Second keynote speaker: Katrin Böhning Gaese
Institut für Zoologie, Abt. V, Johannes Gutenberg-Universität Mainz, Becherweg 13, D-55099 Mainz, Germany
Title of second keynote paper: Extending macroecology beyond patterns of abundance, distribution and species richness

Contributed talks

Symposium description: Macroecology is a rapidly developing field of research, for which ornithology is eminently suited. At any one scale, observed patterns of diversity - or the variation in distribution of any biological trait - are dependent on processes operating at different scales. Most ecological studies in ornithology are carried out at local scales. Although broad-scale factors are recognised contributors to the patterns observed, there is a dearth of studies focusing on them. Hence the development of macroecology, a discipline concerned primarily with understanding the division of resources and space at multispatial and multitemporal scales.
Macroecological research is both empirical and theoretical, both inductive and deductive.
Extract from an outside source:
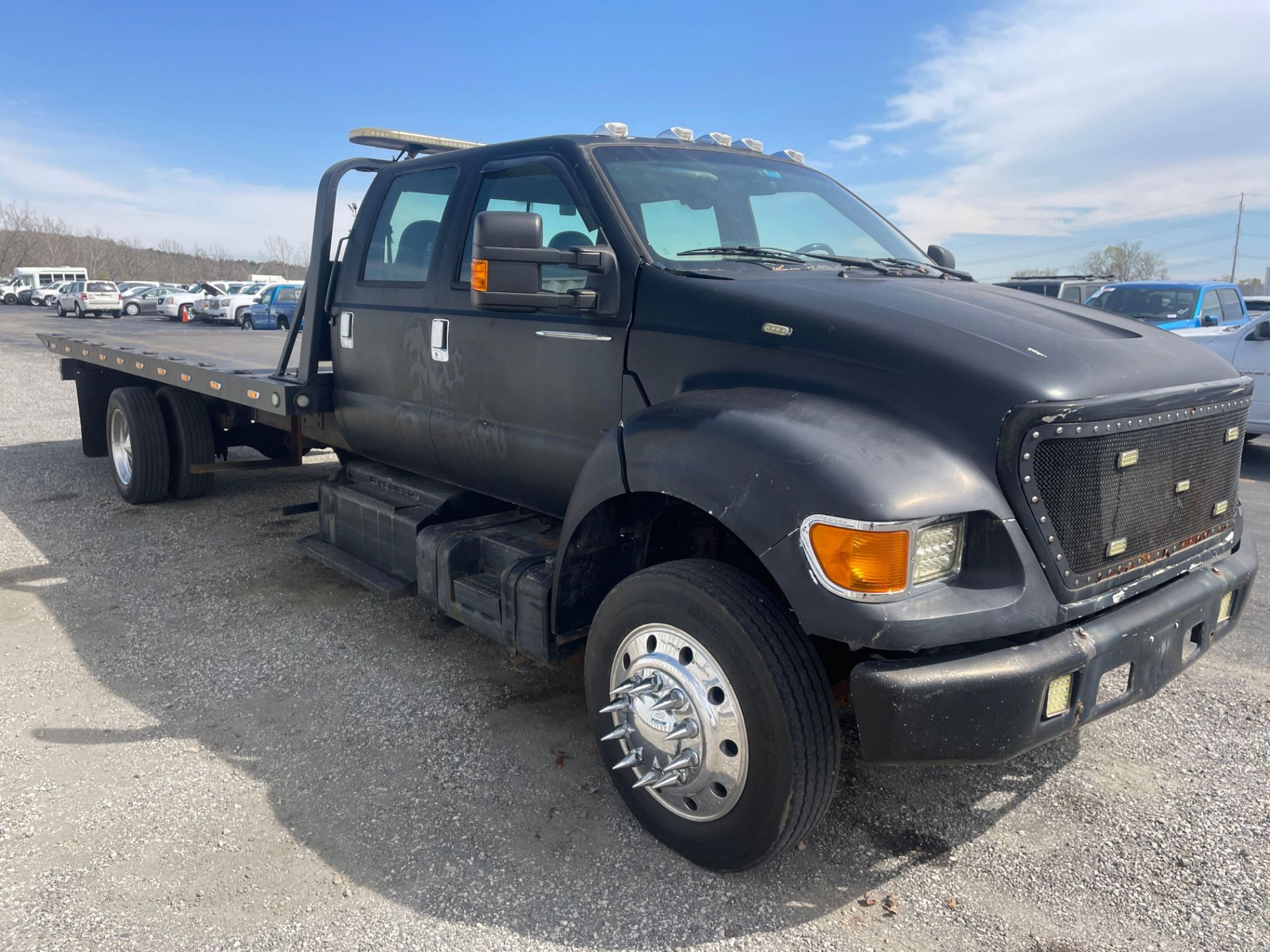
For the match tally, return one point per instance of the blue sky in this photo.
(1019, 135)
It is concerned with the relationship between pattern and process. It seeks to discover and describe these patterns and to develop and test hypotheses to account for them. Being a young field, macroecology currently fosters a lively debate affecting the validity of its approaches and methods. Accordingly, the aim of the symposium is to highlight this field of research, to spread its grand theme and potential, to warn that much ground has still to be covered, and to inspire new directions of research based either on the vast amount of existing ornithological data and knowledge or through generation of new information.